Das Organisationsbüro

Neben Pieper trat bei der Organisation der Berliner Dienstagsgespräche die Allround Service GmbH & Co. KG auf. Geschäftsführer der Zeitarbeitsvermittlung ist der in den 1990er Jahren für die REP aktive Wolfgang Seifert. Seifert kandidierte noch 2002 für die Partei. Laut Veröffentlichung der antifaschistischen Broschüre »Fight Back« diente die Firma mitunter auch als Absender für Briefsendungen der REP. Der Immobilienspekulant und Diplomingenieur Seifert war Besitzer der Villa der Republikaner-Bundeszentrale in Berlin-Pankow und beim rechten Hoffmann von Fallersleben Bildungswerk e.V. aktiv.11 Seiferts Firma soll nach Informationen eines NPD-Insiders als Quartiermacher für den NPD-Bundesparteitag in Berlin Reinickendorf 2009 gedient haben.

Pieper macht weiter

Hans-Ulrich Pieper verliert offenbar die Muße zur Organisation von Veranstaltungen mit seinen Lieblingsrednern nicht.
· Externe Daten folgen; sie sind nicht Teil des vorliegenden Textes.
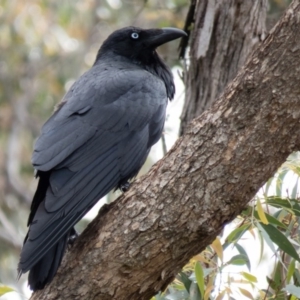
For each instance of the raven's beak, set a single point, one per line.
(164, 35)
So lud er für die Zeitschrift Deutsche Geschichte und die Historische Gesellschaft am 21. November 2009 zu einem Vortrag mit Ernst Nolte und Karl Feldmeyer nach Berlin. Die Deutsche Geschichte ist eine geschichtsrevisionistische Zeitung aus dem Verlagskomplex von Gert Sudholt. Sie ist eng verwoben mit der extrem rechten Gesellschaft für freie Publizistik. Nolte sprach bereits vorher mehrmals beim Dienstagsgespräch.12 Schon 1994 befasste sich das AIB mit dem Dienstagsgespräch. Die damalige Charakterisierung als »schwarz-braune Zone von Konservativen bis hin zu Faschisten«13 scheint auch heute noch ihre Berechtigung zu haben. Pieper setzt auf Kontinuität. Sein Ziel ist rechte Netzwerkbildung über Parteien- und ideologische Grenzen hinweg. So soll extrem rechtes Gedankengut salonfähig werden. Es zeigt sich, wie durchlässig die verbal hochgezogenen Mauern der Abgrenzung zwischen dem Konservatismus und den verschiedenen Spielarten der extremen Rechten sind.